I generally talk about yarn, politics, and social justice. So I figured I’d talk a little about myself to explain why my stance is what it is.
1. I’m not an angry negro. I know you can’t convey tone over text very well, so I’d recommend folks listen to our podcast. I mean, you should listen anyways cause its awesome; but listen to my voice for a few minutes. It might shock you. I dont sound like the stereotype of am angry black person, at least not vocally.
2. I am very critical of police, and talk about things like race, sexism, and poverty a lot. I don’t trust the government, police, or most of society to help fix these problems.
I’ve mentioned before, I was adopted. I was put into a very respectable white home. There was some serious poverty early on, but after a couple years dad had serious promotions, older kids moved out and I spent my tweens and teens living like an upper middle class kid.
Because of the job/status my father had, I was able to be in a privileged position. I lived in a wealthy county, knew my state representative on a first name basis, the states attorney, coroner, mayor, police chief, fire chief, and had met most ppl who were in supervisory positions within the county. I’m not saying this to brag, but to make a point-
When I talk about government corruption and police brutality, I’m talking about shit I saw and heard first hand.

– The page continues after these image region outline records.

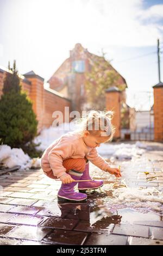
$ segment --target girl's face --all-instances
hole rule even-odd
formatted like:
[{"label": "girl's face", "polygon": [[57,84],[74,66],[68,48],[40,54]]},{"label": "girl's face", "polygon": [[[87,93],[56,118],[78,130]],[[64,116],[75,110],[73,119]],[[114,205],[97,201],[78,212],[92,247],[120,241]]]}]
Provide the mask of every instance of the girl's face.
[{"label": "girl's face", "polygon": [[95,135],[91,135],[89,131],[84,132],[83,138],[86,145],[90,148],[99,147],[101,143],[103,143],[108,139],[108,138],[106,137],[100,136],[100,135],[95,136]]}]

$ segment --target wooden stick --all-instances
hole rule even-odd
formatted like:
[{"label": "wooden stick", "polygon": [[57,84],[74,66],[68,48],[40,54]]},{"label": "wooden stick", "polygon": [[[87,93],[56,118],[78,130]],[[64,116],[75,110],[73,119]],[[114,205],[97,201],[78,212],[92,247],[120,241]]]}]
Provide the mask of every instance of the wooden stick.
[{"label": "wooden stick", "polygon": [[74,180],[74,181],[72,181],[72,182],[79,182],[79,181],[91,181],[91,180]]},{"label": "wooden stick", "polygon": [[[120,167],[121,167],[121,166],[119,166],[119,170],[120,170]],[[116,182],[117,182],[117,179],[118,179],[118,177],[116,178],[116,181],[115,181],[115,182],[114,182],[114,184],[113,184],[113,186],[112,186],[112,188],[114,188],[114,187],[115,186],[116,184]]]}]

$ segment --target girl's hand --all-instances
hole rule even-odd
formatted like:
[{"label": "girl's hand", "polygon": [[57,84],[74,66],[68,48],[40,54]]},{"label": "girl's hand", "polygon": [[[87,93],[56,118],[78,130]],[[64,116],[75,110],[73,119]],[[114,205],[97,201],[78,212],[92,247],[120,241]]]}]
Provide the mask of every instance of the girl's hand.
[{"label": "girl's hand", "polygon": [[67,173],[62,175],[59,179],[64,184],[67,184],[68,183],[71,183],[72,181],[75,181],[75,180],[71,177],[70,175]]},{"label": "girl's hand", "polygon": [[116,177],[120,178],[122,177],[122,175],[120,172],[120,170],[118,168],[111,168],[108,167],[106,170],[106,172],[110,173],[110,174],[114,174]]}]

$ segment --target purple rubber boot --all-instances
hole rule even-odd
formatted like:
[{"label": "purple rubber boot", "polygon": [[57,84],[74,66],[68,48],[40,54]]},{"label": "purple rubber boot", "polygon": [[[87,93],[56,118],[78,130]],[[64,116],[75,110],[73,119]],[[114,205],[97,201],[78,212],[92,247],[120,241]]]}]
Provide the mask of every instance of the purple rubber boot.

I heard supervisors on the fire department joke about raping a lesbian paramedic. I heard police laugh about how it was fun to sit in a specific apartment complex because all the illegals were there and cops could hit their ticket quota. Men in the coroner’s office made jokes about beating their wives, and complained about how illegals and niggers could never afford to bury their own.
We would have parties, weddings, backyard bbqs and I would hear jokes about how niggers are good at football because they have practice stealing watermelons, how all the blacks are involved in gangs, even if they weren’t in the gang, they knew gang members and couldn’t be trusted. How illegals trashed apartments and homes they lived in. You should never rent to a Mexican. Never rent to a queer, they’re all pedophiles and drug users. Nobody wanted to go on calls where queers got hurt cause theyd give you AIDS if they bled on you.

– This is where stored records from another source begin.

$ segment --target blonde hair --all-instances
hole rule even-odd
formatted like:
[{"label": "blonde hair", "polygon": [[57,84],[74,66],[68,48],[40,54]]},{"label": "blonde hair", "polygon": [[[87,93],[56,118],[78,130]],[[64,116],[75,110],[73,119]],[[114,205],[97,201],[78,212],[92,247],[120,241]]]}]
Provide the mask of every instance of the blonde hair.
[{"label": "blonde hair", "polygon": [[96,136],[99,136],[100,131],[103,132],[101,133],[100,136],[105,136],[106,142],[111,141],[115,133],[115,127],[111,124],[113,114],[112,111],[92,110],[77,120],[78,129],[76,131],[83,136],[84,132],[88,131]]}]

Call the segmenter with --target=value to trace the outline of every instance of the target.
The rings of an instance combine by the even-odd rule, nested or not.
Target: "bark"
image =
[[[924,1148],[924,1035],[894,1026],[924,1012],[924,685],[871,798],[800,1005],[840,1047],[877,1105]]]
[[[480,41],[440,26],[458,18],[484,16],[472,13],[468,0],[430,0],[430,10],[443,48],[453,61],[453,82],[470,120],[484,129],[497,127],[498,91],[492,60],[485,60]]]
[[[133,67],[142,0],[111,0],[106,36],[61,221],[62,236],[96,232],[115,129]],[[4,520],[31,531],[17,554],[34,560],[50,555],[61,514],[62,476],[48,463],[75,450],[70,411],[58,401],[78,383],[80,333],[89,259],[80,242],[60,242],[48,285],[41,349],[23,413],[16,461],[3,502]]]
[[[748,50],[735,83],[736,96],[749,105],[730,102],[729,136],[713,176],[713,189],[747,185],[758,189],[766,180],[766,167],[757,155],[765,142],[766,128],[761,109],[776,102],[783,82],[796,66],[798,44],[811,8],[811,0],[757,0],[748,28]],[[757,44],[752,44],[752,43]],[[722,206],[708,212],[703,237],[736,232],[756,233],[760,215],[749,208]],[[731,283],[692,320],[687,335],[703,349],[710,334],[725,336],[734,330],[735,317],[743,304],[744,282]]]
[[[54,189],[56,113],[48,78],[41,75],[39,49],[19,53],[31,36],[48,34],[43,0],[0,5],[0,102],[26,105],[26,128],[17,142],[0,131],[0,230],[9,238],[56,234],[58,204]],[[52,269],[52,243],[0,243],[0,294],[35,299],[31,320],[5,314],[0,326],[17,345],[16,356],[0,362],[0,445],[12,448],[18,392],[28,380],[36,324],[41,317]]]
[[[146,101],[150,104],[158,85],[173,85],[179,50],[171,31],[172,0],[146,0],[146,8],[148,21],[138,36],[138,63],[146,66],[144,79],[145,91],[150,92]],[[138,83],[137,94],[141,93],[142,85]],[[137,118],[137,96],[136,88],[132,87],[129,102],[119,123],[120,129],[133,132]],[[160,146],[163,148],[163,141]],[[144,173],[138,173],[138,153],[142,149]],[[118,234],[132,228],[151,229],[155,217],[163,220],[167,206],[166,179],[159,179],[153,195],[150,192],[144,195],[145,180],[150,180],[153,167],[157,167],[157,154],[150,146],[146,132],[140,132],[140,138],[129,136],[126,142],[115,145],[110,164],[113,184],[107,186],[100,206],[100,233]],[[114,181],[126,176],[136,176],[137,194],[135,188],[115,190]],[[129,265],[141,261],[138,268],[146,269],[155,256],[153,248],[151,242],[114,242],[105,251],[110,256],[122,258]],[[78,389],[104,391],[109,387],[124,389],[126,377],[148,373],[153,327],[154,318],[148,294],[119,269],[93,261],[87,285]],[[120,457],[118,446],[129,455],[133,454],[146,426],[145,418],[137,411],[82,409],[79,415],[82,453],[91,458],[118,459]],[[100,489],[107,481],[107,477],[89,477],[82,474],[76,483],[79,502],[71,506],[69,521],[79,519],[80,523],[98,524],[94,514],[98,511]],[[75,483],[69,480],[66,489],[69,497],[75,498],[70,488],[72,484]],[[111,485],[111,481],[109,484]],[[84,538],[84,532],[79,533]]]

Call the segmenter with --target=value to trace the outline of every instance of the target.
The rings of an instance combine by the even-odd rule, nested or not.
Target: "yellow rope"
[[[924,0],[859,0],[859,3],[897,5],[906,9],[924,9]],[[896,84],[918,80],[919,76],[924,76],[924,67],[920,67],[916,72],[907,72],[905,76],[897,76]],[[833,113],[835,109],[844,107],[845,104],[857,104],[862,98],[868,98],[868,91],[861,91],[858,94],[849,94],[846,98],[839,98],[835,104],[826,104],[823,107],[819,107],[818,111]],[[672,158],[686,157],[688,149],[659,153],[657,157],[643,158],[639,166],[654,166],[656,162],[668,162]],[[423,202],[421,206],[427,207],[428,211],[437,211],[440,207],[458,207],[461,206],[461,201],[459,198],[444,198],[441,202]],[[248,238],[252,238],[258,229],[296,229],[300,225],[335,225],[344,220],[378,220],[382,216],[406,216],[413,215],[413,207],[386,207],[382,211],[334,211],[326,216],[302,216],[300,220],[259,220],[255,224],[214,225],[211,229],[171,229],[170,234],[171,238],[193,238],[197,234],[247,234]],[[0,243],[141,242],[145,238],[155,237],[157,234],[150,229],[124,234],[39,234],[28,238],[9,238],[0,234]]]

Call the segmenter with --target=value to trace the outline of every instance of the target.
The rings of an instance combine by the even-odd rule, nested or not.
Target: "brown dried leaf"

Can’t rape a sex worker, but anal is like stealing lulz! She has an obligation to suck you off because if you sell sex, you can be forced to give it on demand- that’s just a job risk, but it’s not rape. How it’s fun to confiscate women’s cell phones and look for nudes. How women with arrest records will fuck you to avoid anther arrest. How easy it is to catch a feel after you handcuff a broad
Then there was the cop who got in trouble for affairs while on duty, and decided to retaliate by beating his wife for airing dirty laundry. Or the cop who hit one of those illegals in his car and tampered with evidence to make it the Mexicans fault- hilarious story when told over a beer! The one black guy who was a drug dealer was an easy ticket, you could always find a reason to pull him over and threaten to tell his PO if he acted up. Sometimes you gotta smack someone around, but we really call it an attitude adjustment. If you only leave the takedown lights on, you won’t be on the dashcam, and you can do whatever. Those blacks and Mexicans and illegals on section 8 are ruining the community. If we police them harder, we can make them leave. If we stop them enough we’ll find something and the benefits will get cut and they’ll have to get jobs and stop leeching. Wanna learn how to get good aim? Shoot a nigger. It’s hard to hit moving targets and man, can niggers run!
All this shit was said in police offices, fire offices, BBQs, friendly gatherings…. By cops, fire fighters, elected officials, and people that ran local government.
If these things could be said in front of me (and other friends and family) what was said behind closed doors?
So no, I don’t need to do a ride along to get another perspective, I already know how the other side operates. They gave me unfiltered views on how they view people of color and non respectable women and the lgtbq community. I dont need more insight.I need to stay far away from them
And this also means when I read stories or watch the news, and see cops in nyc choking people to death, cops in L.A. passing around nudes from cell phones, Holtzclaw raping women… I realize what I came up around is *normal* police behavior. I saw the norm, not the exception. And even though most officers didn’t actively participate, they KNEW what the “few bad apples” were doing and stayed silent and pretended racist punchlines were funny.
I have first hand perspective of their side, and it’s terrifying to know these are the people with guns and badges.